NOVA: An Agentic Framework for Automated Histopathology Analysis and Discovery
Anurag J. Vaidya, Felix Meissen, Daniel C. Castro, Shruthi Bannur, Tristan Lazard, Drew F. K. Williamson, Faisal Mahmood, Javier Alvarez-Valle, Stephanie L. Hyland, Kenza Bouzid
TL;DR
NOVA presents a modular agentic framework that turns natural-language queries into executable histopathology analysis pipelines via a core LLM and 49 domain-specific tools, enabling scalable, dataset-level discovery without instruction-finetuned models. SlideQuest provides a rigorous 90-question benchmark spanning data, cellular, ROI, and gigapixel tasks, verified by pathologists and biomedical scientists to require multi-step reasoning and coding. Empirical results show NOVA outperforming coding baselines across categories, with a pathologist-verified case study linking morphological features to PAM50 subtypes, demonstrating practical discovery potential. The work highlights current tool and framework limitations and outlines future directions toward broader modalities, automated tool creation, and community-driven benchmark expansion.
Abstract
Digitized histopathology analysis involves complex, time-intensive workflows and specialized expertise, limiting its accessibility.

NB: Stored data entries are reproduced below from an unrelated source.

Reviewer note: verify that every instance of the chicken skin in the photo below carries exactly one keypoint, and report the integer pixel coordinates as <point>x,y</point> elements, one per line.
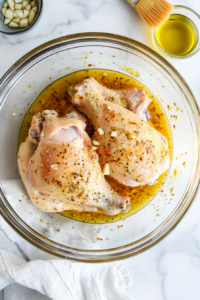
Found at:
<point>60,169</point>
<point>133,99</point>
<point>136,153</point>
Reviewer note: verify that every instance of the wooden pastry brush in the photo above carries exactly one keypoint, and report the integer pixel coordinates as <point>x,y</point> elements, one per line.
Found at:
<point>153,12</point>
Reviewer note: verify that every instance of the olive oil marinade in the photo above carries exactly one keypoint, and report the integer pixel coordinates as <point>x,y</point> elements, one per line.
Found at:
<point>178,35</point>
<point>56,97</point>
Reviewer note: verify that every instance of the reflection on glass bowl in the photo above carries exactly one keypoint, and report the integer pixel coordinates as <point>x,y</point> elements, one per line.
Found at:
<point>98,242</point>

We introduce NOVA, an agentic framework that translates scientific queries into executable analysis pipelines by iteratively generating and running Python code. NOVA integrates 49 domain-specific tools (e.g., nuclei segmentation, whole-slide encoding) built on open-source software, and can also create new tools ad hoc. To evaluate such systems, we present SlideQuest, a 90-question benchmark -- verified by pathologists and biomedical scientists -- spanning data processing, quantitative analysis, and hypothesis testing. Unlike prior biomedical benchmarks focused on knowledge recall or diagnostic QA, SlideQuest demands multi-step reasoning, iterative coding, and computational problem solving. Quantitative evaluation shows NOVA outperforms coding-agent baselines, and a pathologist-verified case study links morphology to prognostically relevant PAM50 subtypes, demonstrating its scalable discovery potential.